Itzhak’ brilliant talk addressed a major issue: in an ever increasing interconnected and fast evolving world, more and more shaped by technologies, modeling and simulation take more and more importance as a way of understanding and managing socio-environmental systems.
Itzhak BENENSON focused on several examples.
Firstly, he demonstrated how much accessibility shape cities.

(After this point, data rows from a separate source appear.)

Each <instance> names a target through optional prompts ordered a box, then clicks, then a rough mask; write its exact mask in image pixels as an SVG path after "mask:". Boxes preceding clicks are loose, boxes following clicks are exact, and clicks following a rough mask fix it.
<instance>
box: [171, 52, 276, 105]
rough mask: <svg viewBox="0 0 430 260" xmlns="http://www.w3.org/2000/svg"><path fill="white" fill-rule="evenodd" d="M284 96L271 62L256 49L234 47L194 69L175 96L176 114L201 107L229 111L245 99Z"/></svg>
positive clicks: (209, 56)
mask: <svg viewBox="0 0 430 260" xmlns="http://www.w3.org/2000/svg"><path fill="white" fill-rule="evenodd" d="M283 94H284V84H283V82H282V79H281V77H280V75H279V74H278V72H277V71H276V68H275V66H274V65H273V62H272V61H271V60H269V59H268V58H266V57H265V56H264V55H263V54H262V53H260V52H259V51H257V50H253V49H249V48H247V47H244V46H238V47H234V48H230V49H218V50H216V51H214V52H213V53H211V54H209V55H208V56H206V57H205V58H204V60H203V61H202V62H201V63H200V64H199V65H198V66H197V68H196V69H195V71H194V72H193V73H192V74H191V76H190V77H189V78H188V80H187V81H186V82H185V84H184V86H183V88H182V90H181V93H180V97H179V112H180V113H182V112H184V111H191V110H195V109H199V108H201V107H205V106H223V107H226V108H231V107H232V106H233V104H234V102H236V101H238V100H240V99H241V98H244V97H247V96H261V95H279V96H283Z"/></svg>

Accessibility is multi-scale phenomena:
- land use is the slowest component and can be assumed fixed ;
- transportation is an order parameter, i.e. a main driver ;
- individual utility is an outcome of people adaptation and can be averaged.
Public data have never been so accessible. Example: Fragile-success.rpa.org, open-street Map,…
These big data require many different operations before being usable for analysis. Then, they require often parallel or high performance computing. Itzhak compared accessibility to jobs estimation based on 10^6 buildings using parallel computing with the one estimated from traffic zones. The results obtained are qualitatively different and justify the adoption of more detailed data and analysis.
Moreover, accessibility has a shining futur, made of more flexibility and adaptation, in order to handle uncertainty: “Smart public transport must be adaptive!” says Itzhak BENENSON.
Parking is a relevant issue in such perspective: up to 30% of traffic in city is cruising for parking, which is highly uncertain. Adaptive parking price: parking is inherently heterogeneous in space, as is readiness to pay. Agent-based modeling, fed with detailed data, help us investigating these difficult issues.
Park-Agent is a data-driven ABM that uses and independant variable as a validation milestone: distribution of park car distance to destination. In collaboration with a private company, they created the parknav.com application. Then, the key problem of information sharing has to be felt with as, being informed, people adapt their behavior.
As a third example, Itzhak BENENSON addressed the question of pedestrian modeling and crowd simulation. The ABM model developed integrates very detailed motion, collision avoidance and decision making algorithms and is able to explore cars/pedestrians interactions in urban environments.
Smart city demands is pushing us towards new generation of models that:
- work at the resolution of objects and are spatially explicit ;
- are built as a bunch of application rather than one model for all ;
- exploit new database tools – implement new algorithms (parallel computing, cloud, HPC,…) ;
- are competitive and properly marketed (web-based, serious games).
All this will work on the solid basis of:
- Big data collection and analysis ;
- Field and lab experiments ;
- Calibration and validation ;
- Complex systems theory.
Smart city turns urban modeling into an industry! The question is: are we ready for this?